August 10, 2022
1 min read
Remote patient monitoring with health coaching improved quality of life, self-management, daily physical activity, sleep and depression scores in patients with COPD, according to new data published in Annals of the American Thoracic Society.
“We found that remote patient monitoring with health coaching produces a significant and clinically meaningful improvement in the disease-specific physical and emotional quality of life in moderate to severe COPD patients,” Roberto P. Benzo, MD, MS, founding director in the division of pulmonary, critical care and sleep medicine at the Mindful Breathing Laboratory at Mayo Clinic in Rochester, Minnesota, and colleagues wrote. “This study is the first study of remote patient monitoring in COPD that improves quality of life: three previous remote patient monitoring studies have been ineffective in improving quality of life [and] health care utilization.”

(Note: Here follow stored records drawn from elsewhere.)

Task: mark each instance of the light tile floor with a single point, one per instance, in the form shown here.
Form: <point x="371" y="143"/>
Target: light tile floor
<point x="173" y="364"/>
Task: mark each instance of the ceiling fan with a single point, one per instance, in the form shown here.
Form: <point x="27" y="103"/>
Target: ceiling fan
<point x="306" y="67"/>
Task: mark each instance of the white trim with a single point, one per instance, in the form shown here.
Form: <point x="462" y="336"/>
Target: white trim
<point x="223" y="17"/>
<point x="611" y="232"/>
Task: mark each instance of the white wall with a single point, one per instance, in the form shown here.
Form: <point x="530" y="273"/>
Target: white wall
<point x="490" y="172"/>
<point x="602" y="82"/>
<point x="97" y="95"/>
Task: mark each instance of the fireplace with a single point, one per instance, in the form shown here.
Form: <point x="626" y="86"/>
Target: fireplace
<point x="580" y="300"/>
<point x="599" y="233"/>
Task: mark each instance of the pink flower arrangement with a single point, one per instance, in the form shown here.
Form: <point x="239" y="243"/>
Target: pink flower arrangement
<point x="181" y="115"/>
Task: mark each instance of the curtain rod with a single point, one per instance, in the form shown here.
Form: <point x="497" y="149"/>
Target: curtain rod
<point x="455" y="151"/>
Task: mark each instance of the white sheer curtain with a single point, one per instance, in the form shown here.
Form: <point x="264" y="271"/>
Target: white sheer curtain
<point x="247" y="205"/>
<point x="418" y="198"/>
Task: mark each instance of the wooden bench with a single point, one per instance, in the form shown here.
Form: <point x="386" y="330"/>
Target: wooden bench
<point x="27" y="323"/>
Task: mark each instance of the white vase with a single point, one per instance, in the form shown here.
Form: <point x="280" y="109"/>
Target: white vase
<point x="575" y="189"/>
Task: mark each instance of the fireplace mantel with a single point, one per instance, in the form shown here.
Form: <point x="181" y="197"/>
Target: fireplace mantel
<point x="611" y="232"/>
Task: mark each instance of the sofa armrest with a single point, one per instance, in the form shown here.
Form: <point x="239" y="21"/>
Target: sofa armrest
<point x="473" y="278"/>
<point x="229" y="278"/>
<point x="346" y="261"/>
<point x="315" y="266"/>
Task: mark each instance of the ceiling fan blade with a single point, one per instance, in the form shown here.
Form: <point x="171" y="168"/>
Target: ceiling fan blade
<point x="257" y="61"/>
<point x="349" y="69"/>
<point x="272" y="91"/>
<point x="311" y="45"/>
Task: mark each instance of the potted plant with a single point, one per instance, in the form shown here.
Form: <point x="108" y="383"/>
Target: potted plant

The multicenter clinical trial included 375 adults with COPD (mean age, 69 years; 59% women). All patients were randomly assigned to 12-week remote patient monitoring with health coaching (n = 188) or wait-list usual care (n = 187). The 12-week group had weekly health coaching calls and a remote monitoring system that included a computer tablet, an activity monitor to wear at all times and an oximeter used during daily exercise. The usual care group received an educational packet of 12 self-management themes for weekly self-study.
The primary outcomes were physical and emotional quality of life measured by the Chronic Respiratory Disease Questionnaire (CRQ) summary score.
Researchers reported a clinically meaningful difference at 12 weeks in physical (difference = 0.54 points; P < .001) and emotional (difference = 0.51 points; P < .001) CRQ summary scores between patients in the intervention group compared with the control group.
Secondary outcomes of domains including self-management, daily physical activity, sleep and depression scores all also improved in patients in the intervention group compared with the control group (P < .01 for all).
These changes maintained at 24 weeks.
“[R]emote patient monitoring with health coaching represents a sustainable alternative for individuals that cannot attend conventional pulmonary rehabilitation or prefer a home intervention focused on lifestyle and behavior change,” the researchers wrote. “Health coaching with lifestyle monitoring aimed to promote wellness, defined by the WHO has an active process of becoming aware of and making choices towards a fulfilling life and a state of balance and not merely the absence of disease.”